Near-Infrared-Light-Assisted Self-Healing Graphene-Thermopolyurethane Composite Films.

Graphene-thermopolyurethane (G-TPU) composite films were fabricated and the effects of the TPU initial concentration, characteristics of TPU, and graphene loading on the electrical, mechanical, thermal, infrared thermal response and near-infrared-light-assisted self-healing properties of the composite films were investigated in detail. The experimental results demonstrate that the comprehensive performances of the composite film are related to the initial concentration of the TPU solution and the characteristics of the TPU and the graphene loading.
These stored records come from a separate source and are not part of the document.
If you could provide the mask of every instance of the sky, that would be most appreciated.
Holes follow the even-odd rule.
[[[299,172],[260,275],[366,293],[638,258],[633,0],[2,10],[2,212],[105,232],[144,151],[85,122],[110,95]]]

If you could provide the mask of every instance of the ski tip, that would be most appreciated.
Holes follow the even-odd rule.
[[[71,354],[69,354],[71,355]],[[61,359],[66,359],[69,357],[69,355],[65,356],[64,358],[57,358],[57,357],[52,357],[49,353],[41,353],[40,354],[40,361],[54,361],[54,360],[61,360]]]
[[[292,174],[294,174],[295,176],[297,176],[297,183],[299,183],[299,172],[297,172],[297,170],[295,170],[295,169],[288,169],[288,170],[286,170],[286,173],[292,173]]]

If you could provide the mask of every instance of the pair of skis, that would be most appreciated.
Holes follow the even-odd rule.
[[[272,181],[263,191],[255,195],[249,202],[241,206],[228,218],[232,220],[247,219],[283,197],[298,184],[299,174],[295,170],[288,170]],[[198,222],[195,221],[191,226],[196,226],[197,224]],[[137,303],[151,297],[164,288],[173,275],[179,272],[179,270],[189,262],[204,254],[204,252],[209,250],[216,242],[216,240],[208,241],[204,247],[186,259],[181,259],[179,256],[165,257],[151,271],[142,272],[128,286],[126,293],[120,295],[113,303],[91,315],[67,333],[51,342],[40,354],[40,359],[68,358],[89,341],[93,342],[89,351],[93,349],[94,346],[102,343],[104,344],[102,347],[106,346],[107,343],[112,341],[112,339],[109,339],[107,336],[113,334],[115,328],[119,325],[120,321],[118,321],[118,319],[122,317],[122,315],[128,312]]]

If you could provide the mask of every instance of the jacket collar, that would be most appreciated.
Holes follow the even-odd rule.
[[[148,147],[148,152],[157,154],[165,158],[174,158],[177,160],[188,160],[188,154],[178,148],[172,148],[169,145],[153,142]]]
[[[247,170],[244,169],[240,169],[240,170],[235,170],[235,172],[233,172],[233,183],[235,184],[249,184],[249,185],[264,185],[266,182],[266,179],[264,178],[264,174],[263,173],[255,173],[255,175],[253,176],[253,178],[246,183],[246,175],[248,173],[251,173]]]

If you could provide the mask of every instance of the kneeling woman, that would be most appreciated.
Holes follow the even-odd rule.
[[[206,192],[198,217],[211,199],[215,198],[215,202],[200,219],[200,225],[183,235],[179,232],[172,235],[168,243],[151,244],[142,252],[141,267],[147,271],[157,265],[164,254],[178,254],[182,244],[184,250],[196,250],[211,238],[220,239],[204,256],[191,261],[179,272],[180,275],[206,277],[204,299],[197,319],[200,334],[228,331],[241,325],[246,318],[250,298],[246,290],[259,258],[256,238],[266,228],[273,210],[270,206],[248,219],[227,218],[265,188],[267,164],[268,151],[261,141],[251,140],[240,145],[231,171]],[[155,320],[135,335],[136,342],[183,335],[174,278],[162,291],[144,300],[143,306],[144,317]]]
The composite film prepared from TPU solution with low initial concentration can have conductivity under the condition of low graphene content. However, the composite film prepared with appropriate initial concentration of TPU solution and high graphene loading is conducive to obtain high conductivity. After 60 s of near-infrared illumination, the temperature of the composite film first increases and then decreases with the increase in graphene loading until it reaches saturation. The near-infrared light thermal response of the composite film with high graphene loading is related to the initial concentration of TPU solution, while the near-IR thermal response of the composite film with low graphene loading is independent of the initial concentration of TPU. The surface micro-cracks of the composite film almost disappeared after 10 min of near-infrared illumination. The resistance of the conductive composite film increases after healed. The composite film prepared with low melting point TPU is more favorable to obtain high near-IR thermal self-healing efficiency.